Excerpt from a speech of President Roosevelt given at Abilene, Kansas, May 2, 1903.
You win, not by shirking difficulties, but by facing and overcoming them.
Theodore Roosevelt writes on the keys to success which for him include Courage, Honesty and Common Sense. He then goes on to discuss the paths a man can take to success. Printed 1916 by Federated Publishing Company, New York.
You would be amused at the pets they have aboard this ship. They have two young bull dogs, a cat, three little raccoons, and a tiny Cuban goat. They seem to be very amicable with one another, although I think the cat has suspicions of all the rest.
Theodore Roosevelt was able to find humor in all kinds of situations, including the historic trip to Panama during his presidency. He was the first sitting United States President to leave the nation’s borders.

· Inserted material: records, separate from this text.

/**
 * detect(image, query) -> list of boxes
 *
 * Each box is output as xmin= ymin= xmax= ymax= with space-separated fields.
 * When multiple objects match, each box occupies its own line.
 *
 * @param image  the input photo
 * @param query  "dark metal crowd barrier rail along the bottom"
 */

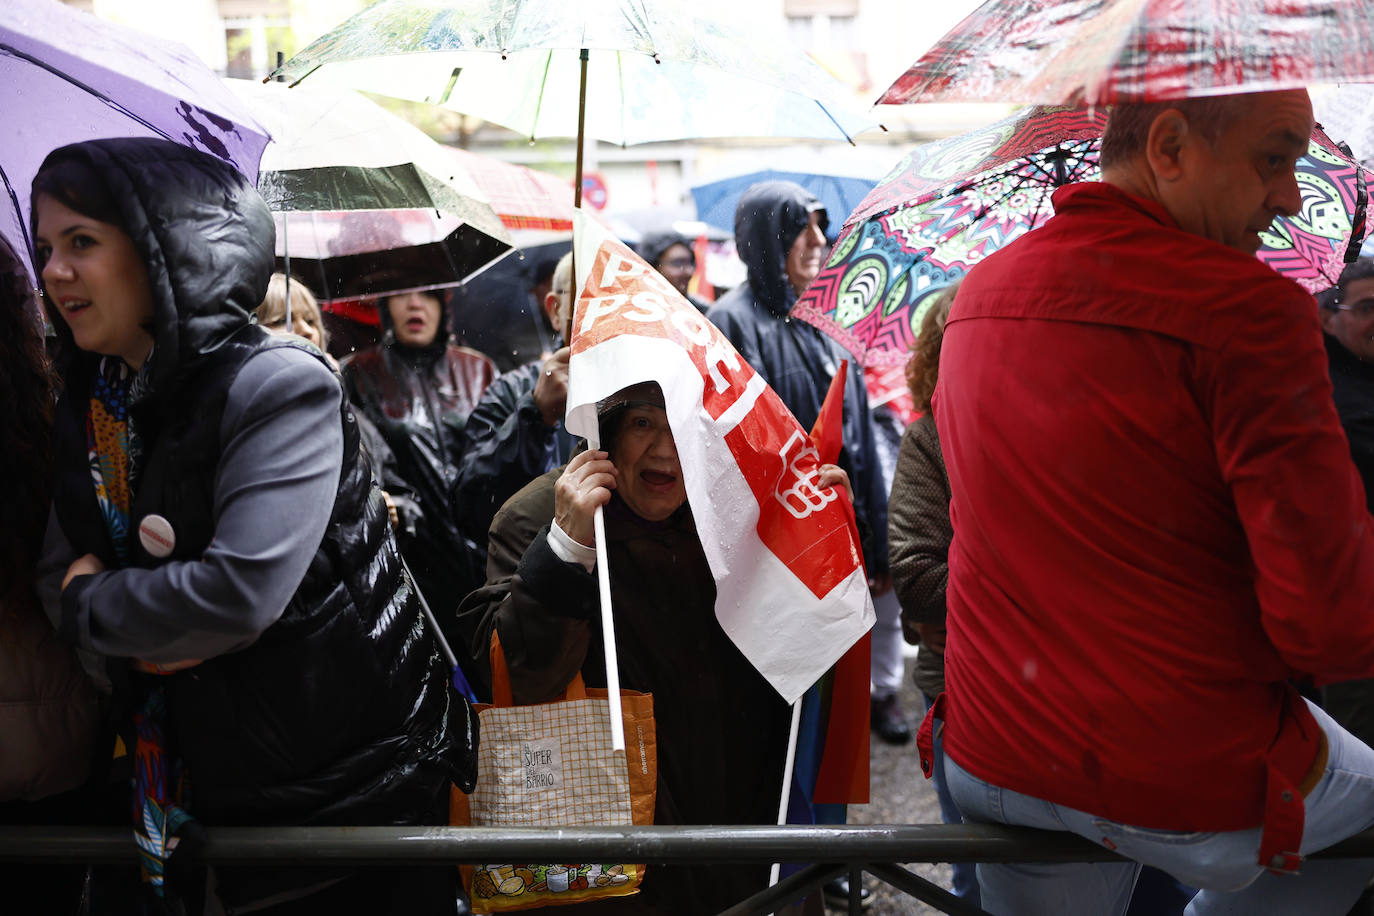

You would be amused to see me, in my sombrero hat, fringed and beaded buckskin shirt, horse hide chaparajos or riding trousers, and cowhide boots, with braided bridle and silver spurs.
Excerpt from a letter to Henry Cabot Lodge on August 12, 1884.
You, the sons of the pioneers, if you are true to your ancestry, must make your lives as worthy as they made theirs.
Excerpt, “National Duty” from “The Strenuous Life.”
Your grandfather, my father, used now and then to say that he hesitated whether to tell me something favorable because he did not think a sugar diet was good for me. Perhaps, in my turn, I ought not to give you a sugar diet!
Quentin Roosevelt was studying at the Groton School and had recently written an article. Theodore Roosevelt commended the writing; but, for the reason stated, hesitated to say anything too complimentary.
Your history, rightly studied, will teach us the time worn truth that in war as in peace we need chiefly the everyday commonplace virtues, and above all an unflagging sense of duty.
Draft of a speech with handwritten corrections. Vice President Roosevelt praises Vermont and its people for the services they rendered during the American Civil War. He views the war as bringing together a diverse range of people to fight for a “lofty ideal.” At the war’s conclusion, the soldiers returned to civilian life with a sense of duty well done and a feeling of community interest that would eventually extend even to “the gallant men who wore the grey.” Roosevelt holds the Civil War veterans up as a model to follow and shows how recent American conflicts have taught similar lessons in a lesser way.